All that said, Ed Rendell is pretty crafty when he decides how to throw around money and political capital and so last month's announcement should be read as a message. I recall the terrible uproar over the building of the convention center -- clearly it was a lousy bang for the buck, a waste of public money, a gift to unions and big contractors. While all that may be true, Rendell's support for the Convention Center (which he didn't build but took credit for finishing) and subsequent investment in hotels was almost purely symbolic. It was a message, an act of faith, a sign. Billions upon billions in public and private investment have followed. Would it have happened without Ed's initial "shot in the arm?" Hard to say exactly, but Ed's dollars were the first in. So it is now with the Port, which has hopes to expand north and south of Packer Avenue (south onto "Southport," really that gorgeous tip of the Navy Yard, arguably the best waterfront land in Philadelphia and recently home to an Eagle's nest). Ed's got early money in on this one and the agreement to dredge is meant as a sign to the shipping industry that Philly's for real: invest, bring your steamship lines, come and see how nimble our longshoremen can be. Moreover, there's $300 million in infrastructure upgrades in the package, not much to build anything ambitious but enough to send a signal.

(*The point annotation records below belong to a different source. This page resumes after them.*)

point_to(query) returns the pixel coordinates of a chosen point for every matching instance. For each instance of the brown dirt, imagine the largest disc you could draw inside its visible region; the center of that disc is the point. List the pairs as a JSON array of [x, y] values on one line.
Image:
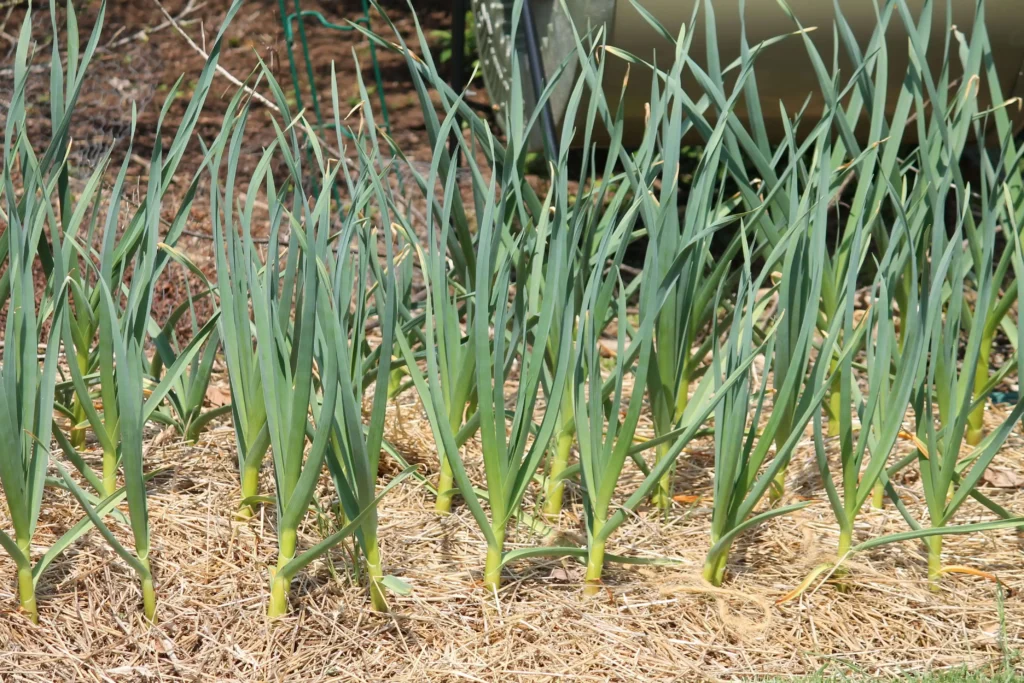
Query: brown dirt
[[656, 624]]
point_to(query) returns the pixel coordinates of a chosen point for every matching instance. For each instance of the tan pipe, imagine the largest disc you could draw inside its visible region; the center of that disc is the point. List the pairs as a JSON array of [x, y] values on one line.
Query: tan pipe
[[782, 71]]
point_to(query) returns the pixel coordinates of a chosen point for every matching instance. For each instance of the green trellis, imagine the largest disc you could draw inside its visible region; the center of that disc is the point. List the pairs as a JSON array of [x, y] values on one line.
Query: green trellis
[[299, 16]]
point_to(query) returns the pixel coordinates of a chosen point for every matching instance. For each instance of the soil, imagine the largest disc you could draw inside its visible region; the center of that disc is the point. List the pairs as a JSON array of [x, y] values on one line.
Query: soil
[[650, 624]]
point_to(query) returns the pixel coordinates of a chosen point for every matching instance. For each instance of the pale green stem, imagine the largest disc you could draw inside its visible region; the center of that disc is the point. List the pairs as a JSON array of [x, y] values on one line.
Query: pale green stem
[[934, 561], [976, 420], [279, 582], [493, 565], [250, 487], [595, 565], [26, 586], [78, 410], [879, 496], [445, 484], [445, 478], [110, 471], [553, 498], [845, 541], [662, 498], [375, 572], [27, 593], [148, 592]]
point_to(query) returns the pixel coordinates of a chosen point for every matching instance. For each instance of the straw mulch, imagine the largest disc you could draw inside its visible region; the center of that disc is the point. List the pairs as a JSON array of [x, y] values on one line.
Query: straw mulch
[[654, 624]]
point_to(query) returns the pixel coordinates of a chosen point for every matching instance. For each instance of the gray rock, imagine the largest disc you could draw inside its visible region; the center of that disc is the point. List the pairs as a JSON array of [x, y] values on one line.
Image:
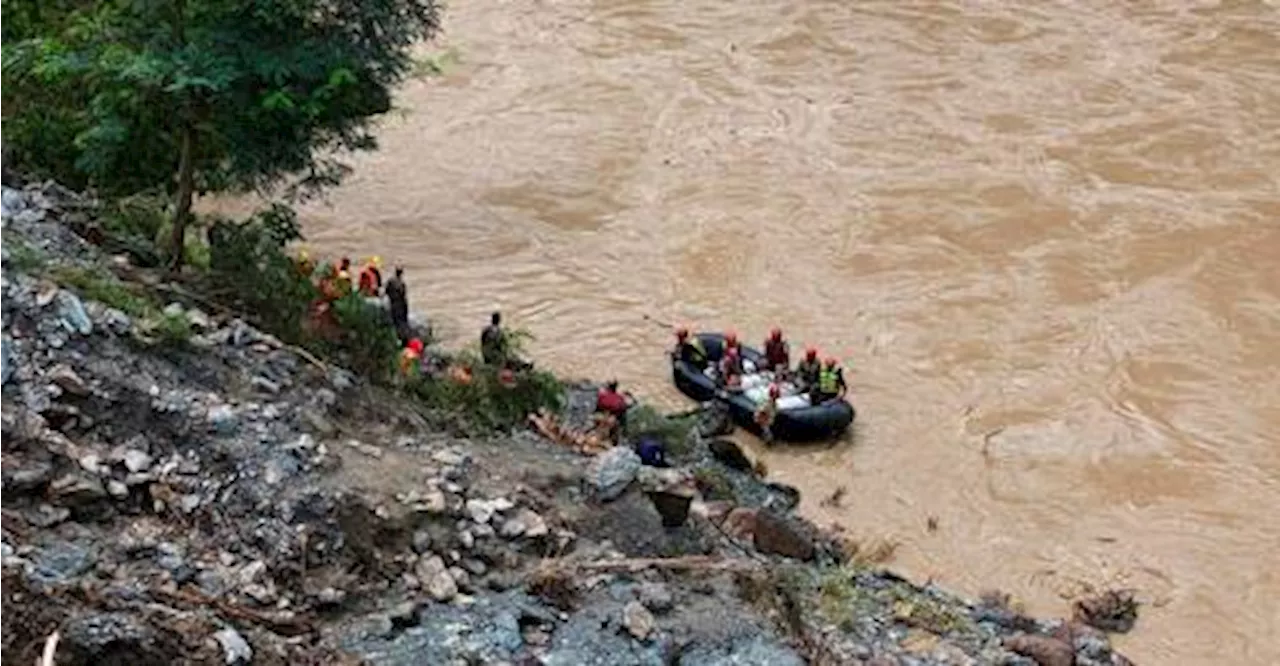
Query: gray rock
[[656, 597], [199, 319], [68, 381], [526, 523], [638, 620], [96, 637], [265, 384], [117, 489], [613, 471], [72, 313], [451, 457], [403, 615], [223, 419], [480, 510], [30, 477], [45, 515], [236, 651], [136, 461], [421, 542], [332, 596], [7, 360], [60, 561], [117, 322], [77, 489], [439, 584]]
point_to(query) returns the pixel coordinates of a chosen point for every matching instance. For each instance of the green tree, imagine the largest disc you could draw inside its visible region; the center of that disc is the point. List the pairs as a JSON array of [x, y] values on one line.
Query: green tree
[[199, 96]]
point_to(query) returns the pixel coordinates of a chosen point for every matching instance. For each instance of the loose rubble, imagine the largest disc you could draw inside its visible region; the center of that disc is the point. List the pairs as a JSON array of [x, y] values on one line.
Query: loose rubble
[[228, 502]]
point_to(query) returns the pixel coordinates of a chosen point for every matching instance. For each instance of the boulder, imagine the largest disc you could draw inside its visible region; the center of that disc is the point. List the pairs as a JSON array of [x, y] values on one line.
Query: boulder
[[236, 651], [638, 620], [613, 471], [730, 455], [1045, 651], [775, 536]]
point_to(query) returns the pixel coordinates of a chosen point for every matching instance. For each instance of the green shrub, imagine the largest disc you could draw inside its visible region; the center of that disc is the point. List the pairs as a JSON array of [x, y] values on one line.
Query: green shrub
[[100, 286], [250, 269], [369, 343], [485, 402], [675, 430]]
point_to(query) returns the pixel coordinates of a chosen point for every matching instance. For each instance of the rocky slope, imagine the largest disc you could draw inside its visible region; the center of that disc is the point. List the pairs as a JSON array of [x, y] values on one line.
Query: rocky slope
[[223, 500]]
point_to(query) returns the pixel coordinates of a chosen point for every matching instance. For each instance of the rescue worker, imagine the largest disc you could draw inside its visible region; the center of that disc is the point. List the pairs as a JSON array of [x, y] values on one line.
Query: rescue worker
[[613, 405], [731, 368], [652, 452], [808, 369], [371, 277], [306, 267], [777, 354], [767, 413], [342, 278], [493, 341], [411, 357], [690, 349], [731, 342], [831, 383], [397, 302]]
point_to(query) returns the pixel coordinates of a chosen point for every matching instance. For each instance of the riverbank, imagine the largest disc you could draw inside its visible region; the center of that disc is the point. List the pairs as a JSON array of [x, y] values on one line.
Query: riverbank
[[181, 487]]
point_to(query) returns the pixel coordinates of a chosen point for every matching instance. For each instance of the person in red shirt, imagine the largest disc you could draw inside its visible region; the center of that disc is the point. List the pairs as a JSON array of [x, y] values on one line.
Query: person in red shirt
[[777, 355], [615, 405]]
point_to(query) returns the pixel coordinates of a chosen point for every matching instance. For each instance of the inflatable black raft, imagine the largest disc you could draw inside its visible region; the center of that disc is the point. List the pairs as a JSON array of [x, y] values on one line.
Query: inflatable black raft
[[805, 423]]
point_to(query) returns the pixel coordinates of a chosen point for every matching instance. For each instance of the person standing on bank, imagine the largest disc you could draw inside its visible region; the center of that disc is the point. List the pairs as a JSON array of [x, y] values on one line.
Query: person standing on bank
[[397, 301]]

B. Love and I visited Packer Avenue Marine Terminal Wednesday morning with Port's Director of Communications, Joe Menta. We had a good time, chatting about breakbulk cargoes and container cranes and ships that must wait for high tide. We smiled at the security officers. We stood under the Walt Whitman Bridge. Longshoremen worked -- unloading mystery containers from the Hamburg-Süd ship and steel off another. Steel in a temporary warehouse was being loaded on to CSX freight cars. It was a powerful contemporary industrial scene, as you can see.